A young migrant poses with a poster reading, "Please please help us we are children" at the "Jungle" migrant camp in Calais, northern France, on October 26, 2016. (AFP Photo)

More than 120 child refugees trafficked to the UK from northern parts of France have gone missing, a new report has revealed, raising concerns about the British government’s lack of action.

That’s a 22-percent increase in missing cases since last July, when the number stood at 104, the National Society for the Prevention of Cruelty to Children (NSPCC) stated in its latest report on Monday.

The report revealed that traffickers have drugged and sexually abused children as young as 11 after promising to take them into the UK.

The children are among hundreds of displaced people who continue to live without adequate emergency shelter or proper access to drinking water near the border in Calais and Dunkirk, in situations that the UN recently described as an “inhumane.”

The NSPCC’s Child Trafficking Advice Centre (CTAC) has been working with the Refugee Youth Service (RYS), a Calais-based charity, to locate the missing children. It has so far located 68 of them but 128 remain missing.

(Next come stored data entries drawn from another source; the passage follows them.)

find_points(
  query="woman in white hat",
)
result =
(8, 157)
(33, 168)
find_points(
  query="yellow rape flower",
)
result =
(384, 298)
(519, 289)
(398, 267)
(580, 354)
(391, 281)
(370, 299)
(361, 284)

CTAC has received reports that children as young as nine have been taken into the UK without their parents’ knowledge and have disappeared from refugee camps amid inaction by officials to find them.

“A lack of shelter, restricted access to safe drinking water and sanitation facilities and lack of access to education create a catalyst for desperation within minors whereby they seek to leave France and reach the UK through informal means,” Amanda Regan, of the RYS, told The Independent.

She criticized the government for no providing effective mechanisms to report the missing cases in time.

“For these unlocatable minors, there is no functioning reporting mechanism. Much work needs to be done with authorities on both sides of the channel, and indeed across Europe, to create a system of reporting children who are being moved under the radar,” she added.

Almudena Lara, head of policy at the NSPCC, echoed the criticism, saying the UK needed to take additional steps and work with France to address the problem.

“Countries have a legal duty to protect child victims, so the protections currently offered by cross-border arrangements must be guaranteed after Brexit,” she said.

Josie Naughton, chief executive and co-founder of charity Help Refugees, said the report underlined the “absence of safe and legal routes” for child refugees.